Hey! Yes i just cloned the main branch and it did not work. I was hoping that #1355 would have solved this, but somehow it still does not work. I also thought of using only even number due to the factor two thing, ... however, it is not working when using even numbers like (912, 912) for me 😕

blaz-r commented 11 months ago

That's unfortunate. In regards to odd numbers, it's not only the initial dimension, but what you get down the line. 912 / 2 = 456 / 2 = 228 / 2 = 114 / 2 = 57 which is no longer divisible. That means that fifth convolution can cause problems in autoencoder.

holzweber commented 11 months ago

ah yep, true!

That's unfortunate. In regards to odd numbers, it's not only the initial dimension, but what you get down the line. 912 / 2 = 456 / 2 = 228 / 2 = 114 / 2 = 57 which is no longer divisible. That means that fifth convolution can cause problems in autoencoder.

Ah yes, true! Unfortnuately, even if we would only use powers of two, the images would get too large, because sometimes we need a at least e.g. 1160 pixel. This would then end up in a size of 2048.

blaz-r commented 11 months ago

Yeah, that is quite unfortunate with models that require feature shape match from different architectures (AE and CNN in this case). But I think it doesn't necessarily need to be power of 2, just needs to be divisible as many times as there are downscale convolutions in the model. I.e. 1216 is divisible by 2 6 times, which should suffice given that EfficientAD AE has 6 convolutions (last one even being stride 1 so I'd figure 5 divisions would be enough).

holzweber commented 11 months ago

Yeah, that is quite unfortunate with models that require feature shape match from different architectures (AE and CNN in this case). But I think it doesn't necessarily need to be power of 2, just needs to be divisible as many times as there are downscale convolutions in the model. I.e. 1216 is divisible by 2 6 times, which should suffice given that EfficientAD AE has 6 convolutions (last one even being stride 1 so I'd figure 5 divisions would be enough).

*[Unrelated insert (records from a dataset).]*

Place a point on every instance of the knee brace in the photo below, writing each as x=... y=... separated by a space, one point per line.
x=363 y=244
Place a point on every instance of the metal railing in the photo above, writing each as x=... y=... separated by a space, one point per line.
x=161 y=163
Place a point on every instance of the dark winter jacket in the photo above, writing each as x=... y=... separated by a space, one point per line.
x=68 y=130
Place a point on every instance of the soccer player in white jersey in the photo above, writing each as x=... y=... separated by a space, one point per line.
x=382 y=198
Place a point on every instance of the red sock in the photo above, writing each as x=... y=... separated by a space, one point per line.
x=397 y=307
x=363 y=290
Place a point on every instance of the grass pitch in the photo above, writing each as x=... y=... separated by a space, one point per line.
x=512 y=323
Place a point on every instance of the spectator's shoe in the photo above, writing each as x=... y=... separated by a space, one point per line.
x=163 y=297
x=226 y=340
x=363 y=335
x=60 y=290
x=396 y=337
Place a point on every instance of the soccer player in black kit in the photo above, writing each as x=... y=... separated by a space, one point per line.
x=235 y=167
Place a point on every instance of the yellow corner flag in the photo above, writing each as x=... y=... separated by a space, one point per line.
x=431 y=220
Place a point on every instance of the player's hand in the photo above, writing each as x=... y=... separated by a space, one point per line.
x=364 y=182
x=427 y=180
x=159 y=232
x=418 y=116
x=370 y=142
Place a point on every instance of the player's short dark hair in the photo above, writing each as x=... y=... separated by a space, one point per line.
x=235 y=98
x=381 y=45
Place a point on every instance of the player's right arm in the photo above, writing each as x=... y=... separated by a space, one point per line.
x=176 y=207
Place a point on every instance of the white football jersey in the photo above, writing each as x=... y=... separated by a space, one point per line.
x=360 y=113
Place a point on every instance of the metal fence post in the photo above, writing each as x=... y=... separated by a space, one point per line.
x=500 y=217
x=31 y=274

I get your point, but I also tried size 1000,1000, which would only be divisible 3 times before reaching 125 and it worked

blaz-r commented 11 months ago

Yeah, looking at the code, CNN does two stride 2 avg pooling, meaning the image is divided by 4. Since the decoder part of AE uses interpolation to upsample, and on the last layer sets the size to image / 4 what I said shouldn't cause problems. I'm then not sure what would be the case, maybe the padding is wrong but I can't check that right now.

holzweber commented 11 months ago

Yeah, looking at the code, CNN does two stride 2 avg pooling, meaning the image is divided by 4. Since the decoder part of AE uses interpolation to upsample, and on the last layer sets the size to image / 4 what I said shouldn't cause problems. I'm then not sure what would be the case, maybe the padding is wrong but I can't check that right now.

I checked the self.last_upsample calculation and did some tests, comparing the output sizes of arbitrary image shapes. If you add 3 to the image height / width in this method, the shapes will match. I created a pull request for this, maybe you want to check

blaz-r commented 11 months ago

Interesting. But that all seems a bit hacky, doesn't it?

holzweber commented 11 months ago

Interesting. But that all seems a bit hacky, doesn't it?

Yep. However, I think the root of the problem is this calculation in the decoder network.. I would not do any changes of the PDN network.

Another solution, which i need to test, is if we replace the int() or floor operation by a ceiling. I think this should give the same solution, as int does essentially a floor operation for positive numbers. I will do some checks later

Edit: I checked it - all we need to change in the self.last_upsample calculation is to round up to the next integer (ceil) and not round down (floor) after the divison by 4.